Aber warum denn nicht? So lange deine Hardwarekomponenten unter Last nicht zu heiß werden ist die Wassertemperatur doch prinzipiell völlig egal


----------



## w00tification (27. April 2013)

Die Abwärme einer CPU (oder GPU oder ähnliches) ist allgemein abhängig vom Strom, der durch den Chip fließt. Mit der anliegenden Spannung ergibt sich so die Verlustleistung in Watt.
Beispiel: Läuft dein Chip im Leerlauf bei 0,9 V bei einem Strom von 6 A, dann ist die Verlustleistung 5,4 W.
Jetzt weckst du den Rechner auf und schickst in die direkt in Volllast durch starten eines Spiels oder Prime eben. Nun liegt zum Beispiel eine Spannung von 1,3V an und ein Strom von 60 A fließt durch. Nun ist die Verlustleistung bei 78W.
Da diese Energie aber im Kern des Prozessors als Abwärme abgegeben wird, kann sie nicht sofort abgeführt werden. Immerhin ist noch der Heatspreader dazwischen, die Wärmeleitpaste, der Kühlerboden und dann erst das Kühlmittel (in deinem Fall das Wasser).


----------



## Kannibalenleiche (27. April 2013)

Das gleiche gilt doch aber auch für GPUs, mit Ausnahme des Heatspreaders...
Das Verhalten hab ich unter Luft auch und mit meinem Phenom II vorher war der Anstieg deutlich linearer


----------



## NCphalon (28. April 2013)

Würde sagen GPU-Kühler haben um einiges mehr Masse, das viele Metall wirkt quasi wie eine Art Puffer für die Hitze. CPU Kühler hingegen sind auf eine maximale Wärmeabgabe an das Wasser ausgelegt (welches aber wiederum nur eine Begrenzte Aufnahmefähigkeit hat) und heizen sich schneller auf.


----------



## Kurry (28. April 2013)

nitg schrieb:


> Die Grafikkarte bleibt nun im Idle brav bei 31°, trotz 36,3° Wassertempertur - geht das überhaupt?

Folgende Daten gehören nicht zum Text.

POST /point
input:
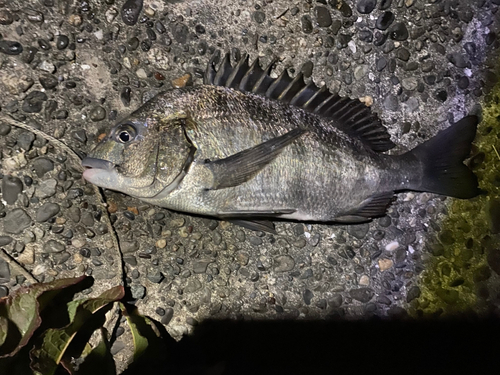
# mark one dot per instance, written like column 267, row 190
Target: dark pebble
column 358, row 231
column 34, row 101
column 167, row 317
column 362, row 294
column 131, row 11
column 308, row 296
column 463, row 83
column 398, row 32
column 441, row 95
column 457, row 59
column 125, row 96
column 391, row 103
column 381, row 63
column 180, row 33
column 16, row 221
column 384, row 20
column 42, row 166
column 323, row 16
column 4, row 129
column 151, row 34
column 11, row 188
column 48, row 81
column 366, row 6
column 403, row 54
column 5, row 240
column 97, row 113
column 259, row 16
column 132, row 44
column 306, row 24
column 43, row 44
column 6, row 17
column 10, row 47
column 385, row 4
column 62, row 42
column 307, row 69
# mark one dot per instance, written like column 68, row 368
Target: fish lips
column 99, row 172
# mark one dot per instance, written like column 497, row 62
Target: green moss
column 454, row 276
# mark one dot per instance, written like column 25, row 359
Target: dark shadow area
column 440, row 346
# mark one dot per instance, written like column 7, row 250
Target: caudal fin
column 442, row 157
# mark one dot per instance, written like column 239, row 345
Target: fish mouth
column 95, row 163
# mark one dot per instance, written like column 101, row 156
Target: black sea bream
column 245, row 146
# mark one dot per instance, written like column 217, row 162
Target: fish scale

Nein, das ist nicht möglich. Die Grafikkarte liegt im Idle wenige Grad über der Wassertemperatur. Diese finde ich im Idle auch VIEL!! zu hoch. Aber da du quasi nur einen 120er hast (+minimale Leistung der passiven Fläche) ist das auch nicht verwunderlich.


----------



## Uter (28. April 2013)

nitg schrieb:


> Dazusagen muss ich, dass ich derzeit am 240-Radiator keinerlei Lüfter hängen habe. Und am 360er hängt derzeit ein 120mm Lüfter (von Bitfenix), zudem habe ich 2x 200mm Lüfter aufs Top gelegt, die Frischluft von aussen reinblasen (direkt auf den 360 Radiator).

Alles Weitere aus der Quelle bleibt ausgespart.